Although the session started at the appointed time, the Cardinal had not yet arrived. The Marquis of Vogüé, rapporteur of the Congress, nevertheless began reading the wishes expressed by the private morning session, when the arrival of Mgr. Lavigerie was announced. It was the eminent prelate, indeed, who, smiling and resplendent, made his entrance.

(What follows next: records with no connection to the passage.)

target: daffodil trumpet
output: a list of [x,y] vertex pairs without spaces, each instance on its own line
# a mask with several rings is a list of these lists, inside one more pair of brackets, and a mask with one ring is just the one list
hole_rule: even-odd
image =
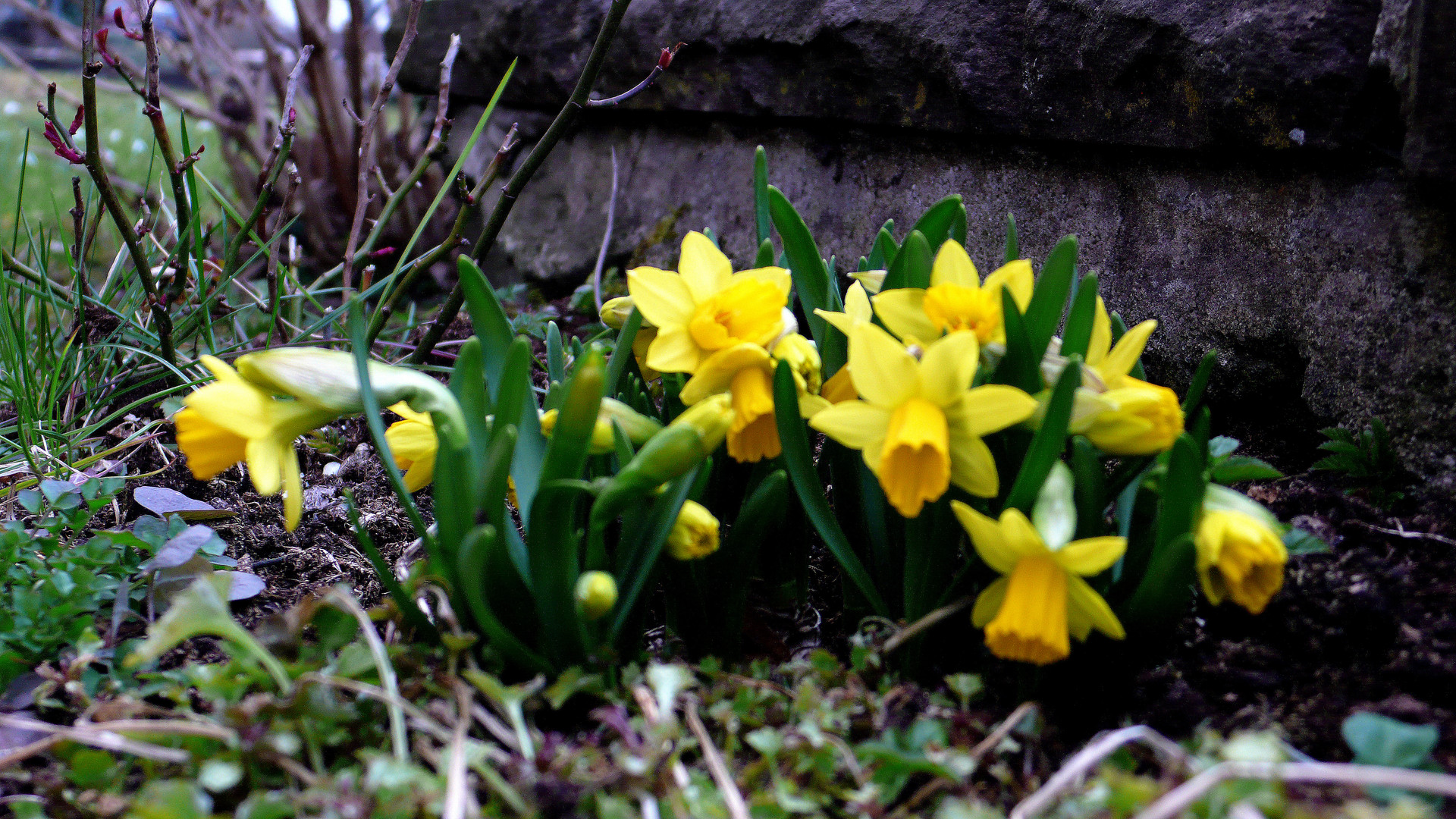
[[695,373],[709,356],[737,344],[772,344],[783,332],[789,271],[764,267],[734,273],[708,236],[683,238],[677,273],[628,271],[628,291],[642,318],[658,328],[646,366]]
[[297,529],[303,516],[303,475],[293,443],[298,436],[338,418],[341,412],[303,401],[281,401],[213,356],[202,366],[217,380],[182,399],[173,417],[178,449],[192,475],[210,481],[239,461],[261,495],[284,493],[284,528]]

Before beginning a casual and touching chat, which was interrupted many times by applause from the audience, Cardinal Lavigerie read a telegram from Leo XIII, "from the pope taking in hand the defence of slaves throughout the world from the depths of the prison of the Vatican," thanking the delegates from the good wishes they had sent to him, asking that they report on the slaves in Africa. Then the prelate said a few words on the role played by Mgr. Livinhac, his student and his son, "the first missionary in Africa," a man of science and a slave to his faith, laureate of the Academy of the Académie des Inscriptions et Belles-Lettres and liberator, at the risk of his life, of unfortunate children destined for torment, "the bishop who bears at once the palms of the martyr and the palms of the Institute."
Mgr. Livinhac is about forty years old, of overage height; his face, looking both fine and energetic, is enveloped in a brown beard. He speaks, in a think Gascon accent, a French that he has hardly had the chance to use in the past twelve years in Africa. The fourteen young Blacks—the converts he brought with him—obey his slightest gesture with remarkable docility.
He first invented them—in their language, as not one of them speaks French—to thank the cardinal who had just blessed them; and all falling to their knees and smiling while murmuring a thanksgiving, which gives the most picturesque rhythm to the cadenced swaying of the bodies and the oblique clapping of joined hands. Among these young people, there are martyrs whose heroism is reminiscent of that of the first Christians.
The bishop told us their story. He called two over to him; one, very young, had seen his father flayed and burnt; another, instead of an ear had nothing but a hole on his head. It had been cut off. "Why did you have your ear cut off?" Mgr Lavigerie asked him. "Because they wanted to stop me from praying." Cardinal Lavigerie drew them near to him to embrace them. And in the hall, among those who had just been laughing at the spiritual embellishments of the cardinal, I could see men who were crying.
But time was passing. Once again the Marquis of Vogüé took the stand and announced the closing of the Congress and read the wishes expressed by the delegates.
At five o'clock, Mr. de Vogüé's reading is finished. The English delegate, Mr. Charles H. Allen, addressed in the name of the foreigners a compliment of farewell to Mgr. Lavigerie who, after embracing him, turned toward the assembly on his knees and blessed it.
And the Congress was over. Outside, a small crowd was waiting for the prelate and greeted him respectfully.
This splendid event—unique in its type—ended with a banquet in which the delegates took part, and which took place at the Hôtel Continental, under the chairmanship of Mr. Keller.